To choose the “best” fitting line, we need to find estimates of the intercept (\(\beta_0\)) and slope (\(\beta_1\)),

\[ E[Y | X] = \beta_0 + \beta_1\,X \]

that gives us the “best” fit to the \(n\) points on a scatterplot, \((x_i,y_i)\) where \(i=1,...,n\).

What do we mean by “best”? In general, we’d like good predictions and a model that describes the average relationship. But we need to be more precise about what we mean by “best”.

3.3.1 First idea

One idea of “best” is that we want the line that minimizes the sum of the residuals, \(e_i = y_i - \hat{y}_i = y_i - ( \hat{\beta}_0 + \hat{\beta}_1x_i)\). The residual is the error in our prediction, the difference between what you observe and what you predict based on the line.

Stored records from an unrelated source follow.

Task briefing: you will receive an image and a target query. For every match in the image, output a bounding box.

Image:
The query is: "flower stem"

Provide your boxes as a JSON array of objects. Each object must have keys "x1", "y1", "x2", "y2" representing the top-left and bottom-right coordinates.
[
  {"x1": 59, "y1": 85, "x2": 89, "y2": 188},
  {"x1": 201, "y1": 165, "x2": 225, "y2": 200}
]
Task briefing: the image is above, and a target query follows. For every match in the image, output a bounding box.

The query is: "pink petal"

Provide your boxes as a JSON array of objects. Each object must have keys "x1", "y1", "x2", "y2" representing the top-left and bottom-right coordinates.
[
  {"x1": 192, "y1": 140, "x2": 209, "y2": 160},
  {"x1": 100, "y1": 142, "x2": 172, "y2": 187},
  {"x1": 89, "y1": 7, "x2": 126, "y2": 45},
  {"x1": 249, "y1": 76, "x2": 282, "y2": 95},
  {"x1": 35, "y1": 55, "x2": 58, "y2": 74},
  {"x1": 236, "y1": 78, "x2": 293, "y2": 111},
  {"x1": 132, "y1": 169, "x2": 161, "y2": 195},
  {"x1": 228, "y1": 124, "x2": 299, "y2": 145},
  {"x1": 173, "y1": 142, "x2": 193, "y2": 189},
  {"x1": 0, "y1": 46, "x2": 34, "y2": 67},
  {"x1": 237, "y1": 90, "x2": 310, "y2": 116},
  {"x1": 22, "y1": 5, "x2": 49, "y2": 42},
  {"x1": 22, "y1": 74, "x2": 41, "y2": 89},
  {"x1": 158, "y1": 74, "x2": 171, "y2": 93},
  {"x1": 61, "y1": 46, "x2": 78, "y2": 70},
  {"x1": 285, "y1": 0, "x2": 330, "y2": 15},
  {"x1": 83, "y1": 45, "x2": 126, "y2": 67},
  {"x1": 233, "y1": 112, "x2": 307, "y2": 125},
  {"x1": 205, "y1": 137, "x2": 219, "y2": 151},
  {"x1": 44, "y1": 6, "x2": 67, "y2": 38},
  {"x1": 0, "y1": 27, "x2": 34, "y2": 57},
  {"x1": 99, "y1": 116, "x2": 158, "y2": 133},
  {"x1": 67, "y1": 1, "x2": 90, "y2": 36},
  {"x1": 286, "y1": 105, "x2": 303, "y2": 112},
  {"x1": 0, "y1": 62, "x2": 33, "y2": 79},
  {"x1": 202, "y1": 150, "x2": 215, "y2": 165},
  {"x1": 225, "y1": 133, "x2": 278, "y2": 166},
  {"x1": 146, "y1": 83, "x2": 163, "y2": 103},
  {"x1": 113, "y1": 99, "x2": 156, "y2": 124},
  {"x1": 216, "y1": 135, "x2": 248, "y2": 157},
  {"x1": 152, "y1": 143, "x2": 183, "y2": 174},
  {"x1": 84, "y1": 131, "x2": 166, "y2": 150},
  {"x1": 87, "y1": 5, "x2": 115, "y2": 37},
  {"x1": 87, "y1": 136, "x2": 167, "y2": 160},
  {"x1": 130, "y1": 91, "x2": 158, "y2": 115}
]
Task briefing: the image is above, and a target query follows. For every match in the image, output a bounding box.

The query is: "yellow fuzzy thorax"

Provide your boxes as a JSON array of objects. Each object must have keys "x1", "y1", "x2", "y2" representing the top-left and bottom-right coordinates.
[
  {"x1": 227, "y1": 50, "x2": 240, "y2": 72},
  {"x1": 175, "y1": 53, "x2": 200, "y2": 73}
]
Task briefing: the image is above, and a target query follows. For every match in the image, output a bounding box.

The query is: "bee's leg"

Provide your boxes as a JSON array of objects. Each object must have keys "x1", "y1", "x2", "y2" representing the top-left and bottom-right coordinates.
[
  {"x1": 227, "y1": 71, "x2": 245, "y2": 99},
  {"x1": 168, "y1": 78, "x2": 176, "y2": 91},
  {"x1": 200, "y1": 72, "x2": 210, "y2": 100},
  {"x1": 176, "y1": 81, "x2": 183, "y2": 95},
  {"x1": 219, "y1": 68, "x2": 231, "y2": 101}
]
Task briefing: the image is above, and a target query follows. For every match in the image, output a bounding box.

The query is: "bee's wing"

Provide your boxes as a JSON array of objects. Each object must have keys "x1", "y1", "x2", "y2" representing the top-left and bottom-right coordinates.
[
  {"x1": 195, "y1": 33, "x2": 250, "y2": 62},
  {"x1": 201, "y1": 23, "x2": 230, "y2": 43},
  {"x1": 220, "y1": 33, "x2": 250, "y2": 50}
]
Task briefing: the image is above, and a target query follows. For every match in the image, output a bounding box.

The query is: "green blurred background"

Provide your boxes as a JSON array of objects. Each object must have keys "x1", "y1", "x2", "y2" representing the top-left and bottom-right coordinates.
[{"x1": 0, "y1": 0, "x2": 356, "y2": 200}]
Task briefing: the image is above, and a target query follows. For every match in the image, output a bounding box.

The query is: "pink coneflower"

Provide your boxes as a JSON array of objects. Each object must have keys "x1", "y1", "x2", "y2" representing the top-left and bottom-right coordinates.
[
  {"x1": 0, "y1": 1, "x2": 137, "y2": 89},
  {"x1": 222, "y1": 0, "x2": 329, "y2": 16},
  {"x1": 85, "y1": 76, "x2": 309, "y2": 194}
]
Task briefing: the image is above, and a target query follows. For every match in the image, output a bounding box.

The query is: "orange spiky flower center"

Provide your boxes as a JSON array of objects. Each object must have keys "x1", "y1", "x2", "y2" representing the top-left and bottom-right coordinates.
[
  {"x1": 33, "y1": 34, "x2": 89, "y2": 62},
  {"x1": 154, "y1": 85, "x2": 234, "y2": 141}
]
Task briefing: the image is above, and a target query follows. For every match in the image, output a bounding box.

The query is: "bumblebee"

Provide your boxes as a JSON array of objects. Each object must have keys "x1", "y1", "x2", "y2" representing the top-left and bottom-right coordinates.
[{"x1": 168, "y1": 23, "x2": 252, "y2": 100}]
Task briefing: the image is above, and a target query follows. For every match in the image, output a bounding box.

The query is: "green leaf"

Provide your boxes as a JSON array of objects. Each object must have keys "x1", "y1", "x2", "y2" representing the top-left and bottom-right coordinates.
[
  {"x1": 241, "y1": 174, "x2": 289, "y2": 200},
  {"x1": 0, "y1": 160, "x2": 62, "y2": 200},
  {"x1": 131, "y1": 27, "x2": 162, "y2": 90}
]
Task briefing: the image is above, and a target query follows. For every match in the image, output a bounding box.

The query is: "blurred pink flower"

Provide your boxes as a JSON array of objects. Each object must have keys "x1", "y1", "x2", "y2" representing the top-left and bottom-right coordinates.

Problem: We will have positive and negative residuals; they will cancel each other out if we add them together. While a good idea, this definition of “best” won’t give us what we want. We’ll want an idea that deals with the negative signs.

3.3.2 Second idea

Another idea of “best” is that we want the line that minimizes the sum of the absolute value of the residuals, \(\sum_{i=1}^n |y_i - \hat{y}_i| = \sum_{i=1}^n |y_i - ( \hat{\beta}_0 + \hat{\beta}_1x_i)| = \sum_{i=1}^n |e_i|\).

Problem: This definition of “best” results in a procedure referred to as Least Absolute Deviations, but there isn’t always one unique line that satisfies this. So, while this is a valid definition of “best,” this isn’t stable as there isn’t always one “best” line.

3.3.3 Third idea

Lastly, another idea of “best” is that we want the line that minimizes the sum of squared residuals, \(\sum_{i=1}^n (y_i - \hat{y}_i)^2= \sum_{i=1}^n(y_i-( \hat{\beta}_0 + \hat{\beta}_1x_i))^2=\sum_{i=1}^n e_i^2\).

This is referred to as Least Squares and has a unique solution. We’ll will focus on this definition of “best” in this class. It also has some really nice mathematical properties and connections to linear algebra.